When all the people first started running toward them as they were walking down Cambie Street toward the concert venue, Jesse’s first thought was “bomb”—that was probably everyone’s first thought after the Boston Marathon bombing. There had been no explosion, not even a popping sound. But people were terrified — Jesse could see it in their faces and the handbags and cell phones they dropped as they ran. Rubes that they were, he and Jen kept standing, staring, holding hands. Then they saw the bodies on the ground, at least five of them, and the line of police in helmets, their weapons raised, marching toward them, stepping over the bodies and the signs the protesters had been carrying vowing resistance against the Harper government. Felicity would have told them that Harper had vowed to get the Chintar Pipeline built no matter what was going on in the oil market, that he had pushed through laws that outlawed protest and imposed draconian punishments on any sort of “insurgent and unauthorized references to so-called climate change.” Planes, especially private planes, could not even fly over or near the tar sands, and all analyses of effluents or river or lake pollution were designated as Top Secret; leaking any findings was punishable by years in prison.

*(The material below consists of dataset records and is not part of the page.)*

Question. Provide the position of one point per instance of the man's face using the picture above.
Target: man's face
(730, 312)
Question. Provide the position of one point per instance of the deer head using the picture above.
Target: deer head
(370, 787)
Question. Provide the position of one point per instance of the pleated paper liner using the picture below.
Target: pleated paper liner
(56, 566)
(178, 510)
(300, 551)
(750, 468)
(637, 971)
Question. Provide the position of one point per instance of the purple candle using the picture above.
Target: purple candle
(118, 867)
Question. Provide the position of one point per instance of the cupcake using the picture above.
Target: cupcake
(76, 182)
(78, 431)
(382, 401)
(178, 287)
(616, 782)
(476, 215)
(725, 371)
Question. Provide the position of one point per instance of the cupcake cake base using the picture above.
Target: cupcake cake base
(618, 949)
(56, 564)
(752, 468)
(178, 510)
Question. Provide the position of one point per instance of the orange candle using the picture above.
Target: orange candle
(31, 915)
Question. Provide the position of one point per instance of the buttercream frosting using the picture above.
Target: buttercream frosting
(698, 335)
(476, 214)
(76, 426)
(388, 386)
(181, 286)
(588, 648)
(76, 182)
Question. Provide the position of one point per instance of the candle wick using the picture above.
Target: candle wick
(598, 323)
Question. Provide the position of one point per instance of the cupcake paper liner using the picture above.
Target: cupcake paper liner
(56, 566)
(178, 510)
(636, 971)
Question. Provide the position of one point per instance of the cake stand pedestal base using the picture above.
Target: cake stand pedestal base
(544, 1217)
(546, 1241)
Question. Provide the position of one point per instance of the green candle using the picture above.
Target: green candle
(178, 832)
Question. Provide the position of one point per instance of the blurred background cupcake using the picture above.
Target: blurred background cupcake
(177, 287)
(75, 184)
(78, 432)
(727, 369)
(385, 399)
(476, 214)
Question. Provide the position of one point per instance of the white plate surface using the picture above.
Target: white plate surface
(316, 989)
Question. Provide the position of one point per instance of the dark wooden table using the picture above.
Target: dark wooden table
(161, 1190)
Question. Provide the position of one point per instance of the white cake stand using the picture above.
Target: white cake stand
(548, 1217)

Felicity did tell them these things when they finally got home. But first, before that could happen, they were taken into custody, handcuffed with painfully tight yellow textile handcuffs, and pushed into the back of a van, where there were at least twelve other people, some of them bleeding. By nightfall, but not before, they were in separate jail cells in separate wings of the Vancouver police station. Late that night, Jesse was ordered over and over to reveal who was behind the protest and who was funding “his” campaign to undermine Canadian national security. Whenever Jesse said that he was just a tourist, he had a farm in Iowa, his hotel was in that neighborhood, his inquisitors laughed. They demanded to see his passport, but they had taken his wallet, and his passport was back in the safe in his hotel. They said, “Why should we believe you, mister?” He held out his hands — knobby, rough, years of grime under his fingernails. They kept Jen for the night, him for two nights, but they lost interest in him — he thought they only kept him for the second night because they had forgotten all about him.

When they got out, they still had three days left. They walked around the city, recognizing its beauty, but in a state of shock. It was as hard to get up and out in the morning as it was to stay in bed, snuggled under the covers. Jesse had never been so simultaneously reluctant to move and restless. They flew home. When they got into their car at the airport in Des Moines, the thermometer registered 105 degrees.

When the call came, three days after they got back (still sweaty hot at midnight, only nine p.m. West Coast time, though), what Annie said seemed like garble to him. Even as he turned over and repeated it to Jen, he didn’t understand what he was saying.

“She’s dead.”

“Who?”

“My mom.”

Jen sat up, threw off the sheet. “Oh my God!”

“Annie was locking the car, and lost sight of her, and when she went out onto the beach, Mom had disappeared.”